RL for Resource Allocation: Combinatorial Multi-armed Bandits

November 19, 2024

Imagine you're at an imaginary casino, and you can only play one game: Slot Machines. And these slot machines are a bit special. Each slot machines draws rewards from a constant underlying distribution. Your objective is simple: you have a set of arms, each with an unknown reward distribution, and at every round you pull one arm and observe a reward. Over time, your goal is to walk out with the largest reward possible.

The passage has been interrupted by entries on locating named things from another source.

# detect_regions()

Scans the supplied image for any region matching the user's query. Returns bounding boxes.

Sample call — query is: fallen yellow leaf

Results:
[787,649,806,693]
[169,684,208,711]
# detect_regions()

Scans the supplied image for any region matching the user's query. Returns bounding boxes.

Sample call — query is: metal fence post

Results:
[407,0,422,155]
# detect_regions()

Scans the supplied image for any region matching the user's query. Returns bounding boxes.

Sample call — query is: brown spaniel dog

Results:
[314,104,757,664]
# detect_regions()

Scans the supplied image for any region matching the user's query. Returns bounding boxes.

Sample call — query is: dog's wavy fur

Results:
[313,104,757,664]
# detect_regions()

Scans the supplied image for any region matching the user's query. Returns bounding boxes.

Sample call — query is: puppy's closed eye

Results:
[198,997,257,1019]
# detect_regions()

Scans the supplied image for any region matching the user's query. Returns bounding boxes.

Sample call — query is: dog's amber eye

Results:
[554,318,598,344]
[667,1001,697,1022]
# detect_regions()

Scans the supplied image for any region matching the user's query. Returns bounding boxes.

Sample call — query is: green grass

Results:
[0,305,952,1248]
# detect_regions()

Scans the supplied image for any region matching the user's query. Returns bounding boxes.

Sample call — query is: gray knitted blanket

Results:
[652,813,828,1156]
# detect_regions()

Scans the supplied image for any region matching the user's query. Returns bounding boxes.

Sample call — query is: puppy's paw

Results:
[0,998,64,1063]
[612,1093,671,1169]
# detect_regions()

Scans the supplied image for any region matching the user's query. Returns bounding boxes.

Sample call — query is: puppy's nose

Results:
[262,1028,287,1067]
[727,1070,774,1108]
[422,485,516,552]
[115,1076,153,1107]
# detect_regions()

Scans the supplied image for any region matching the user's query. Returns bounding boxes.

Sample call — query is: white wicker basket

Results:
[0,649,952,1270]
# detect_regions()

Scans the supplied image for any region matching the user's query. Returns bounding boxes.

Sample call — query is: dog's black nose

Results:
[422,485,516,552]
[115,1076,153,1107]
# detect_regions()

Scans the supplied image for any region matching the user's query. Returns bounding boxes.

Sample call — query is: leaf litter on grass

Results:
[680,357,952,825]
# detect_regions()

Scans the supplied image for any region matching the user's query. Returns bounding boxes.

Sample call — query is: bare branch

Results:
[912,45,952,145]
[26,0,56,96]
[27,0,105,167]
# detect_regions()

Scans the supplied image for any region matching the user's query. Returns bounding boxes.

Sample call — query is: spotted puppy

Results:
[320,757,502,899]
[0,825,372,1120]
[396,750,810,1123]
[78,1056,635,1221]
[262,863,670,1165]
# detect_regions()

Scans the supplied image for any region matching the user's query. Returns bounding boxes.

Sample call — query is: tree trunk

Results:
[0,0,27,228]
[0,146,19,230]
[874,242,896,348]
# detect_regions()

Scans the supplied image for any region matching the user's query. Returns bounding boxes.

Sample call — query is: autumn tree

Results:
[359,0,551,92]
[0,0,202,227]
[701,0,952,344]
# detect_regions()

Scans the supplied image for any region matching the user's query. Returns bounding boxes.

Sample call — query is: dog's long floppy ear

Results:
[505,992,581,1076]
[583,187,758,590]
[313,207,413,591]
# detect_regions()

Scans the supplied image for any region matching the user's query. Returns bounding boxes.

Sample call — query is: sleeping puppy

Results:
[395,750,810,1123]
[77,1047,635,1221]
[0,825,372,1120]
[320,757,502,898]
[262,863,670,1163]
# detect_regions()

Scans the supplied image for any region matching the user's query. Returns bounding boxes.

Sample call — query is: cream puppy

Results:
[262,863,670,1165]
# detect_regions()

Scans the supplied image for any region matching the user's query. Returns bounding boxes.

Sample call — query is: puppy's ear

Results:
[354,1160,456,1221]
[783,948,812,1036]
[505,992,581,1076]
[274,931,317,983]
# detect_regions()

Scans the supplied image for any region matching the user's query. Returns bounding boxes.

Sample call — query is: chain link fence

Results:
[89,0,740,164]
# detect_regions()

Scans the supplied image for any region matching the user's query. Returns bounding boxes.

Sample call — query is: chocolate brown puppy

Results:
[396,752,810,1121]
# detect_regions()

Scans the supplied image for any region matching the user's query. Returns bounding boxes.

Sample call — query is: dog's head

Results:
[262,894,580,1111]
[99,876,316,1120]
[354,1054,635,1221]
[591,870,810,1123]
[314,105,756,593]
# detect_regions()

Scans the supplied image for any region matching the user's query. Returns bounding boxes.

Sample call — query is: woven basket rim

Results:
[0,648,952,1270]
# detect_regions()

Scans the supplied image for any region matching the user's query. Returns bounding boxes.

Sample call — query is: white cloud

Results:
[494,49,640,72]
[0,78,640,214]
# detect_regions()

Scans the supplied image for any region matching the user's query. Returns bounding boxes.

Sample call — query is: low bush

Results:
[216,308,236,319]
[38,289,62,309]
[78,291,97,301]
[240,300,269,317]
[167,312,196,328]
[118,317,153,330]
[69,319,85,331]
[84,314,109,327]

Formally, suppose we have $K$ arms. Pulling arm $i$ at time $t$ yields a reward

r_{i,t} \sim \mathcal{D}_i,

where $\mathcal{D}_i$ is unknown. The objective is to choose arms $a_t \in \{1,\dots,K\}$ to maximize

\sum_{t=1}^T r_{a_t,t}.

The difficulty lies in the fact that you do not know the reward distributions in advance. You have to learn them online while still making good decisions. This is where the classic exploration–exploitation tradeoff comes in. There are different ways to handle the exploration–exploitation tradeoff. $\epsilon$ -greedy mostly plays the arm that currently looks best, but with some probability $\epsilon > 0$ it explores a random arm instead. UCB is more systematic and optimistic, favoring arms that are uncertain until enough evidence is gathered. Thompson Sampling takes a probabilistic view, sampling from its belief about each arm’s reward and playing the arm that looks best under that sample.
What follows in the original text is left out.